After finding out that the thing's just a cover for what appears to be a long way down into the guts of Black Mesa, Gordon descends into the hazy Maintenance Tunnels (the shots of which I've been shamelessly spamming the WIP thread with (sorry!)). There, the player gets introduced to an actual character - yeah! - a scientist, which, without spoiling too much, will accompany Gordon indirectly throughout most of the mappack.

The next chapter is the Optics Department. That one will be all about colorful crystals, gigantic laser machines, and all sorts of cool lighting effects. You'll even get to burn a giant hole in the Mesa itself (after the obligatory Half-Life-esque powering-up process!)

The final one is Administration Offices - yup, the place where Dr. Breen is! ...Or, well, was supposed to be. You won't actually see him (no way I can find a VA for that one :v), but you'll have to grab a certain something from there.

One idea I keep thinking of is related to that one scientist character. I'm thinking of trying to record the lines for him myself - although there's, like, an astronomical number of things that can go wrong - or I'll just ask someone. Don't know who yet, though. The more fun thing, however, is you'll be able to shoot him dead and the game won't end. Quite the opposite - the rest of the mappack will subtly adjust to it. After all, Half-Life really has always been an RPG :P .

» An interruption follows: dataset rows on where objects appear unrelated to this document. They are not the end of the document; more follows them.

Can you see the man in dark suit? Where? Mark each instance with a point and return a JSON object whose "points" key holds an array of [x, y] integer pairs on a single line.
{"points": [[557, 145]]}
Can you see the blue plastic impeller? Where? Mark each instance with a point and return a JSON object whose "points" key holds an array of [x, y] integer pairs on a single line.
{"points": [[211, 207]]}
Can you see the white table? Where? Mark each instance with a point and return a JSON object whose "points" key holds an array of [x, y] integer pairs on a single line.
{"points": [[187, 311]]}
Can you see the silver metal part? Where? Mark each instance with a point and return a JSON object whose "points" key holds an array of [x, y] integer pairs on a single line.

The toolchain for the mappack is something I've never really thought I'd end up using, and is actually fun to experiment with. It's your classic favorite VHLT v34 for doing the heavy lifting, but on top of that, there's MESS by Captain P and Half-Life Featureful SDK by FreeSlave.

I've used MESS before, and made two grave mistakes back then: make all my mapping revolve around it (bad idea!), and - albeit somewhat unrelated - implement very detailed entity setups during the grayboxing stage (very bad idea too!). Now, however, I only use it on very specific occasions: duplicating small lights across very long surfaces, saving very sophisticated setups to reuse them and easily tweak them if need be, etc etc. It's a very big help this way.

Featureful is to thank for enabling the usage of fog in Maintenance Tunnels. But it also adds "upgraded" versions of multi_manager, which I've grown quite fond of using. It also gave me the idea to incorporate some of the Op4 enemies into the mappack, like the Black Ops.

I'm going to have to touch up what I have of the tunnels, and also the weather monitoring station. After that, I'll finally be able to move onto the optics department, and trust me, it's gonna be epic! I'll make sure to share some shots as well :cool: .

Wrapping Up

Not too much, but enough for tonight, I think. I had kind of cut myself off from the people here for a while, for better or worse, but I'll talk about it more in the future. Right now, I kinda just wanna establish contact, that's all. A new beginning, in a way. See u later!